Do you know what the biggest predictor of reading success in comprehension, vocabulary, and fluency is between second and fifth grade?
All of the cute TPT activities you have so willingly spent your own money and time preparing? Nope.
READERS… READING BOOKS!
That’s right. I will say it again: Readers reading books is the best way to increase reading skills.
Research has proven time and time again that the best way to increase reading achievement is to put books in the hands of readers. (Anderson, Fielding, and Wilson, 1998)
As educators, we hope that families are helping us by providing a variety of books for our students to read at home. However, we have big shoes to fill inside the four walls of our classrooms when it comes to books.
Our students need to be reading, reading, reading.
Our students need to be reading frequently (more often than not!), for extended periods of time, on topics that interest them.
If there is one thing that you add to your schedule next year, could it be independent reading time for your students?
Maybe your school already has a designated reading time. You might call it DEAR or read to self or maybe independent reading. We might call this time Reading Workshop!
Call it whatever you’d like! Students need books in their hands in our classrooms. And in a Reader’s Workshop… we teach readers right before that reading time and give them something to practice, try, think about during reading- thus making it an INSTRUCTIONAL part of the day and not JUST reading.
In a classroom that values independent reading, there are six foundational beliefs that create a reading community. Allington states that (1) every child reads something he or she chooses (2) every child reads accurately (3) every child reads something he or she understands (4) every child writes about something personally meaningful (5) every child talks with peers and adults about their reading and writing (6) every child listens to a fluent adult read aloud.
Let’s take a moment to break down just the first belief, shall we?

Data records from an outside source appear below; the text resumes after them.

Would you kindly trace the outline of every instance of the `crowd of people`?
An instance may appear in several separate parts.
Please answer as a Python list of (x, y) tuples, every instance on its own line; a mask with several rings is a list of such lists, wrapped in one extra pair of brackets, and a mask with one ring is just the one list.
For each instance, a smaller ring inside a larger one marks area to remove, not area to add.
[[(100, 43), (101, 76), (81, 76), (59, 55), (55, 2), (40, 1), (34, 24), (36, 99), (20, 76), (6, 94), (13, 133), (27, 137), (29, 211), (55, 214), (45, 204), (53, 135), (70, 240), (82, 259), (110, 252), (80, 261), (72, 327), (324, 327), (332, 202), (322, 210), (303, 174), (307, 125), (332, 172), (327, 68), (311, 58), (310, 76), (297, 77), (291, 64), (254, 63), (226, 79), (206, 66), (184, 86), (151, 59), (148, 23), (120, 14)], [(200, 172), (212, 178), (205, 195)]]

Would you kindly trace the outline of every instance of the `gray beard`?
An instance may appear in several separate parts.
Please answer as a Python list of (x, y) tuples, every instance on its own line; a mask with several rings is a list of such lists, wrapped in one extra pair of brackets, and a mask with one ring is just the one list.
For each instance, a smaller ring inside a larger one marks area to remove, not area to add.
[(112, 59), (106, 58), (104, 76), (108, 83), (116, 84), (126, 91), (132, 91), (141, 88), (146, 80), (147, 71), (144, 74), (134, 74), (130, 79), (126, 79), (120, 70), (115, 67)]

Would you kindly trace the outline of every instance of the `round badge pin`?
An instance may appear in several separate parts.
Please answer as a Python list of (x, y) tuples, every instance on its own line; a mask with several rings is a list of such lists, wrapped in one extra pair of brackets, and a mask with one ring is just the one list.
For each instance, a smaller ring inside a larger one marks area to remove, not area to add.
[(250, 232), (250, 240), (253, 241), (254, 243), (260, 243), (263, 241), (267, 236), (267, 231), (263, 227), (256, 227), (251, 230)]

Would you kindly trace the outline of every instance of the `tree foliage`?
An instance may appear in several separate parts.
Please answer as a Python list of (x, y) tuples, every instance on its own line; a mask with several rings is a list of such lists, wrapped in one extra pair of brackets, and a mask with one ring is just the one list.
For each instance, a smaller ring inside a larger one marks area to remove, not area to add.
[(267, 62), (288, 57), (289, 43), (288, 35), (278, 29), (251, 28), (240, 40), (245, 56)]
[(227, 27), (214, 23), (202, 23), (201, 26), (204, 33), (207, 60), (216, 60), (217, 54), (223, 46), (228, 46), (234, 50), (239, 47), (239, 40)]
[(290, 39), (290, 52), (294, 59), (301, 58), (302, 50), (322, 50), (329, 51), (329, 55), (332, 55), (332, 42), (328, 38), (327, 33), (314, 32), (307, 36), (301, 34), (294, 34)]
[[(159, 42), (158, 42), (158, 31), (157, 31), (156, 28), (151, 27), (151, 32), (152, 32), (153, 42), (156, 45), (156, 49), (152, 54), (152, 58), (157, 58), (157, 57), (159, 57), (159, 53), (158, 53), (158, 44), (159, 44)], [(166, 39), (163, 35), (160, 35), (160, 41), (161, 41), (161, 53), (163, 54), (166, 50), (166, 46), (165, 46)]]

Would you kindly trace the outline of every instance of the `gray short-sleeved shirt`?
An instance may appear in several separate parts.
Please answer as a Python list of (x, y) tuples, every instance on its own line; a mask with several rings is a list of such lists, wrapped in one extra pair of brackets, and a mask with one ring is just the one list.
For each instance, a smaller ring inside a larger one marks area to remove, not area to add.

Every child reads something he or she chooses. Yes. Every child gets to choose books that interest them. This instantly increases engagement during your independent reading time. Johnny is no longer trying to throw his scissors in the air because he is excited to read his Minecraft series! Now I’m not saying that I never sneak a guided reading book in a child’s book bag, but the majority of the books students are reading during independent reading time, they have chosen for themselves!
Students should pick from a variety of genres. This means as teachers, we must provide a variety of genres within our classroom libraries. Now is the perfect time to take inventory of your library. Make note of the genres you have, the topics. Next, hit up local garage sales, discount book stores, or host a book drive with friends and family to rev up your library.
Sometimes we must teach students using programs that do not support independent reading due to the resources available or the administration’s guidelines. BUT, there is always an opportunity to provide authentic reading for your students. Afterall, that is what the research points to as the number one indicator of reading achievement.
Don’t believe me? Print off your own copy of the research? Does someone not believe you? Print off the research and just leave it where they will see it! This freebie will back up your scheduling decision to add independent reading into your day. It includes several research-based books and articles that conclude the value of independent reading. If this is something that interests you, feel free to research further by reading the source itself!
Get your Freebie HERE!
So to recap:
Let’s provide a space and time for our students to read. Real, authentic books.
Let’s provide a variety of genres in our libraries by adding to our collections now.
Let’s provide the research to back up our decisions as educators.